Start with escrow and milestones
Use milestones for discovery, draft delivery, and revision rounds. That keeps expectations clear and protects both sides while the work is in progress.
Common brief mistakes to avoid
A weak brief slows down even the best writer. Avoid these mistakes when you hire UX copywriters:
- Vague goals: saying “make it better” instead of defining activation, conversion, or task completion outcomes
- No screen context: sending isolated text without screenshots, user flows, or edge cases
- Missing voice guidance: not sharing brand tone, terminology, or forbidden phrases
- Ignoring constraints: leaving out character limits, localization needs, legal requirements, or accessibility rules
- Treating UX writing like marketing copy: the goal is clarity and user success, not just persuasion
- Skipping collaboration details: not explaining who approves copy, who owns final decisions, and how feedback will be handled
The best results come when you provide product context, design context, and business context together.
Verification and escrow
Selfwork is built to make freelance hiring safer for product teams. Verified profiles help you evaluate experience faster, and escrow keeps payments protected until agreed milestones are delivered. That matters when you hire UX copywriters for product-critical work, because copy changes can affect conversion, usability, and support volume.
Before you start, define:
- deliverables per milestone
- revision limits
- who provides feedback
- source files and handoff format
- timeline for each screen or flow
Clear scope plus escrow gives you a smoother workflow and fewer surprises.
FAQ
What does a UX copywriter do?
A UX copywriter writes the words users see inside a product: onboarding steps, labels, error messages, tooltips, helper text, confirmations, and other interface content that shapes usability.
Can I hire a freelance UX copywriter for just one flow?

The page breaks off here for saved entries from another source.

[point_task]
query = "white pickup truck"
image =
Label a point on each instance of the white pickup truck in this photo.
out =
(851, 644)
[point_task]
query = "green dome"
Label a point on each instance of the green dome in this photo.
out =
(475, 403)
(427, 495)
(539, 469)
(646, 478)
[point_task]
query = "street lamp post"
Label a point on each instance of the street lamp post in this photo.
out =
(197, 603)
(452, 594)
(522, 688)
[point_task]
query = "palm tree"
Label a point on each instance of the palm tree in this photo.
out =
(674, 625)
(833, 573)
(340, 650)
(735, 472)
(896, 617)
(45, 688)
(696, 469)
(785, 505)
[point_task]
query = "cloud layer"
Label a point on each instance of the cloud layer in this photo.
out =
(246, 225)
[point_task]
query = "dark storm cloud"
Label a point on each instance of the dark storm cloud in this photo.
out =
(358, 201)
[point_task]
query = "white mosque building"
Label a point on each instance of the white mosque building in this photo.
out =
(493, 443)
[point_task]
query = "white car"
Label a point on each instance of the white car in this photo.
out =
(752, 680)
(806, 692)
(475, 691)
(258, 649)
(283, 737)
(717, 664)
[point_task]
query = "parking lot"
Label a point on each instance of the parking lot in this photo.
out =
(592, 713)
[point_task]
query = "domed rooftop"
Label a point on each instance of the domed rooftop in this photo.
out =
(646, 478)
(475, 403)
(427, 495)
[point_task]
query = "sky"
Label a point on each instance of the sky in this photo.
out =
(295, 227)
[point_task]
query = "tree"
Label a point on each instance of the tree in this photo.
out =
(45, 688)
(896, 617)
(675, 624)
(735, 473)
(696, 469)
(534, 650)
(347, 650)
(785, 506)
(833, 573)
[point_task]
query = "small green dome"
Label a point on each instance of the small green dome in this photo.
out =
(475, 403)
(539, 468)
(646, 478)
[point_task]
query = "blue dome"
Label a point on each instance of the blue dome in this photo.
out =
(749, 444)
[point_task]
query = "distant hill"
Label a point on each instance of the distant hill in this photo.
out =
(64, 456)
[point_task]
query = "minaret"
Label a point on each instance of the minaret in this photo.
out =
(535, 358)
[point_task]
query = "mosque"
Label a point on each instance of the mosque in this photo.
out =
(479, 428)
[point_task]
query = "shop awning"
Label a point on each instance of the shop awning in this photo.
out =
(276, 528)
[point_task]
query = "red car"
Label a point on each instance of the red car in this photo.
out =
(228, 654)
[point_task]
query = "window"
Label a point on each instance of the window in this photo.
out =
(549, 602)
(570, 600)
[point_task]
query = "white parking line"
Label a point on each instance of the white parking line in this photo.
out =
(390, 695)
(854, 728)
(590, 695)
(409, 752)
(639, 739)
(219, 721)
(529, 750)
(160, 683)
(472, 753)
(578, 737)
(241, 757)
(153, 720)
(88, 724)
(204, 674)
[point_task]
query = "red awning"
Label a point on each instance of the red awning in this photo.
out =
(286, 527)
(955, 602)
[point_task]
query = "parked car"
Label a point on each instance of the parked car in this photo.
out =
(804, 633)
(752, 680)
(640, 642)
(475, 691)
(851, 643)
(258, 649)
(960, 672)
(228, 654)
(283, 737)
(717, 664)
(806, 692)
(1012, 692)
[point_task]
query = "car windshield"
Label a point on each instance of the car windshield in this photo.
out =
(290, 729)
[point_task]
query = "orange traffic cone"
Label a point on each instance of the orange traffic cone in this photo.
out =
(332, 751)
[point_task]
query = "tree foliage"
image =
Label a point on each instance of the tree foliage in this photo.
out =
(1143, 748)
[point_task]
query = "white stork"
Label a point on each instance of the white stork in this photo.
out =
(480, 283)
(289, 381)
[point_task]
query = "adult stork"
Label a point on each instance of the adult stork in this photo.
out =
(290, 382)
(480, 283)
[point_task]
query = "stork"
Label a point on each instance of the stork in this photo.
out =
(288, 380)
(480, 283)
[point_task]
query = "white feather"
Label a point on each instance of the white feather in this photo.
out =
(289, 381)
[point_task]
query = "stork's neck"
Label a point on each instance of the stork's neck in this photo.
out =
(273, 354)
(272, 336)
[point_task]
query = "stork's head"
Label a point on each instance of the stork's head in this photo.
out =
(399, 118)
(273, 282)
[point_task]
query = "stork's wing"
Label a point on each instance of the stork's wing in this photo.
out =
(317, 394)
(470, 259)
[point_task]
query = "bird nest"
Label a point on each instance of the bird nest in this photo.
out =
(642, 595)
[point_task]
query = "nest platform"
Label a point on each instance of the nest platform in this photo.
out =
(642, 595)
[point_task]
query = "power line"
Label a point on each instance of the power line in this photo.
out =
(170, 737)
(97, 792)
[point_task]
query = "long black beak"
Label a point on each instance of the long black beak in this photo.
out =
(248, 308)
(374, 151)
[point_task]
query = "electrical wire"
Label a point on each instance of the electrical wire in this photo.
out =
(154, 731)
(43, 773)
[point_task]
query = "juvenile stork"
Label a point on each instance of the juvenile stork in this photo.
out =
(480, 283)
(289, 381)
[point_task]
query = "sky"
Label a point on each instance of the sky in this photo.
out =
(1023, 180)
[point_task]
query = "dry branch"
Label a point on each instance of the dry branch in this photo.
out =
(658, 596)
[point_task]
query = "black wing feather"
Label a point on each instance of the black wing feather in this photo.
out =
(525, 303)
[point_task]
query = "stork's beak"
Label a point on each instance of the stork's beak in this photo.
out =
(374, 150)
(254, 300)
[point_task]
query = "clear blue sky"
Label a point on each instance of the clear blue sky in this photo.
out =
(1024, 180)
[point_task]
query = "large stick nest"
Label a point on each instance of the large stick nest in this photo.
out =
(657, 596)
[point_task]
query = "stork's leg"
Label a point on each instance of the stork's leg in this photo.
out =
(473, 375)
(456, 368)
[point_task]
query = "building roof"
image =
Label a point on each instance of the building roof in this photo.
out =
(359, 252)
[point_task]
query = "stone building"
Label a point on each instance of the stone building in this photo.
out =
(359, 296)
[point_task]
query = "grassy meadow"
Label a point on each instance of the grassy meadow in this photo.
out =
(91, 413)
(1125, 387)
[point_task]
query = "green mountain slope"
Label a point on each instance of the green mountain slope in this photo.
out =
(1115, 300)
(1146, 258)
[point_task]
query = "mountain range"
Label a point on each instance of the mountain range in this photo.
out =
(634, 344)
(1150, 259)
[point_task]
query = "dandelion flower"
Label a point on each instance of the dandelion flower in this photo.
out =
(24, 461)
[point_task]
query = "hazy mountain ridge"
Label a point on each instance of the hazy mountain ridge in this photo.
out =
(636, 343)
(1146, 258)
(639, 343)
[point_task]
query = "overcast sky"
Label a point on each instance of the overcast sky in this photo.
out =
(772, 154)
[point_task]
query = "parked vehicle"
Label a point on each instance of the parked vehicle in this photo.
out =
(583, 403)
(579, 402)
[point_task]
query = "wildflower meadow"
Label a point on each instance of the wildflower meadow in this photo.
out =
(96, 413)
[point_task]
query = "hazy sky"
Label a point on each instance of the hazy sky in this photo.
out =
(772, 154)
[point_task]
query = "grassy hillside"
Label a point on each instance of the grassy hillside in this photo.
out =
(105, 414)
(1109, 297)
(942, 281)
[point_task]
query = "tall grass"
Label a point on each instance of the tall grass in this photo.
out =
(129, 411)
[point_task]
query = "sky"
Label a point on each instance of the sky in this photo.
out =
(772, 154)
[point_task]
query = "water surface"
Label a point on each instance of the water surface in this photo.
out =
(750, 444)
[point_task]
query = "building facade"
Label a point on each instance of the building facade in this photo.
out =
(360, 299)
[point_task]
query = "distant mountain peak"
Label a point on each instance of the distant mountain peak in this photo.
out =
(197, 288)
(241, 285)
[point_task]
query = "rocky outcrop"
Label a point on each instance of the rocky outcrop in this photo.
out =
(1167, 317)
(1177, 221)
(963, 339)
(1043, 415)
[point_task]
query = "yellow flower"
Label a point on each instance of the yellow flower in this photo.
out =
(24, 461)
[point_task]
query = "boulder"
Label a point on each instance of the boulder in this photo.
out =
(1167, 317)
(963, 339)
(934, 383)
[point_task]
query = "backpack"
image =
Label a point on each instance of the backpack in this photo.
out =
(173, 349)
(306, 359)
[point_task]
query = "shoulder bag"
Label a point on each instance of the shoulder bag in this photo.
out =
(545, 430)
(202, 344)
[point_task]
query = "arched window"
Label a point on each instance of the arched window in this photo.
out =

Yes. Many teams start with a single flow such as signup, checkout, or password reset before expanding into broader product messaging work.
Do UX copywriters work in Figma?
Many do. They often collaborate directly in Figma, while also using Google Docs, Notion, Miro, and Jira to organize drafts, feedback, and handoff notes.
How is UX copywriting different from marketing copywriting?
UX copywriting focuses on clarity, guidance, and task completion inside the product. Marketing copywriting is more focused on persuasion and demand generation.
What should I include in a UX writing brief?
Include product goals, target users, screenshots or flows, tone of voice, edge cases, character limits, and any accessibility or legal constraints.